# Attention

### It is the ability to dynamically highlight and use the salient parts of the information at hand — in a similar manner as it does in the human brain — that makes attention such an attractive concept in machine learning.

 ### Think of an attention-based system consisting of three components:
1. A process that “reads” raw data(such as source words in a source sentence), and converts them into distributed representations, with one feature vector associated with each word position.
2. A list of feature vectors storing the output of the reader. This can be understood as a “memory” containing a sequence of facts, which can be retrieved later, not necessarily in the same order, without having to visit all of them.
3. A process that “exploits” the content of the memory to sequentially perform
a task, at each time step having the ability put attention on the content
of one memory element (or a few, with a different weight).

### Let’s take the encoder-decoder framework as an example since it is within such a framework that the attention mechanism was first introduced. If we are processing an input sequence of words, then this will first be fed into an encoder, which will output a vector for every element in the sequence. This corresponds to the first component of our attention-based system, as explained above. A list of these vectors (the second component of the attention-based system above), together with the decoder’s previous hidden states, will be exploited by the attention mechanism to dynamically highlight which of the input information will be used to generate the output.

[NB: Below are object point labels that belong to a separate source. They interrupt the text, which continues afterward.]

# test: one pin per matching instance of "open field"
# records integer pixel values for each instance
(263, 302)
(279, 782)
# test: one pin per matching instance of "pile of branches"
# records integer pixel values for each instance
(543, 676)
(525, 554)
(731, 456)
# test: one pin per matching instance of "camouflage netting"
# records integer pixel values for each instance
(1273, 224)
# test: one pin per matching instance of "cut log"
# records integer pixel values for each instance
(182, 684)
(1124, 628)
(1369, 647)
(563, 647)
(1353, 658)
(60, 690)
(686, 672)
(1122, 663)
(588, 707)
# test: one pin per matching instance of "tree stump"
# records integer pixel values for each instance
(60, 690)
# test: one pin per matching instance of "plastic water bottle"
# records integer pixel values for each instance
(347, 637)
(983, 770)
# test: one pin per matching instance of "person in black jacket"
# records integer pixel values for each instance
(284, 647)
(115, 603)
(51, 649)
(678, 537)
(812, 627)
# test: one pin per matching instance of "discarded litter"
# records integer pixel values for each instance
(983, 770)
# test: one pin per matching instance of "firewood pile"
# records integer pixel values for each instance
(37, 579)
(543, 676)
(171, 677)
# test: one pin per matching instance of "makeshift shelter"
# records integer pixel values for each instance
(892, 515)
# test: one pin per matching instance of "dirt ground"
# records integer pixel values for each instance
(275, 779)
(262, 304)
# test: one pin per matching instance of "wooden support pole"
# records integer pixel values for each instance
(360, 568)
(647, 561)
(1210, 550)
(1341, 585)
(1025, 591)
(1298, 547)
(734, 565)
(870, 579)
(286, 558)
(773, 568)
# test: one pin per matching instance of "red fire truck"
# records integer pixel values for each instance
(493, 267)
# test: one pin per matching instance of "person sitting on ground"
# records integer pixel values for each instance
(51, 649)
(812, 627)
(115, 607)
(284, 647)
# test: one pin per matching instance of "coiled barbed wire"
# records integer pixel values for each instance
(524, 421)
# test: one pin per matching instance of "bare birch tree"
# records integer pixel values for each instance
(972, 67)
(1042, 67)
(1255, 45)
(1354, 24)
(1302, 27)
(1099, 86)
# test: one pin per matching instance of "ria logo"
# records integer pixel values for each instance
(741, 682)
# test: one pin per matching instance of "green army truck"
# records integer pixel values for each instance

### At each time step, the attention mechanism then takes the previous hidden state of the decoder and the list of encoded vectors, using them to generate unnormalized score values that indicate how well the elements of the input sequence align with the current output. Since the generated score values need to make relative sense in terms of their importance, they are normalized by passing them through a softmax function to generate the weights. Following the softmax normalization, all the weight values will lie in the interval [0, 1] and add up to 1, meaning they can be interpreted as probabilities. Finally, the encoded vectors are scaled by the computed weights to generate a context vector. This attention process forms the third component of the attention-based system above.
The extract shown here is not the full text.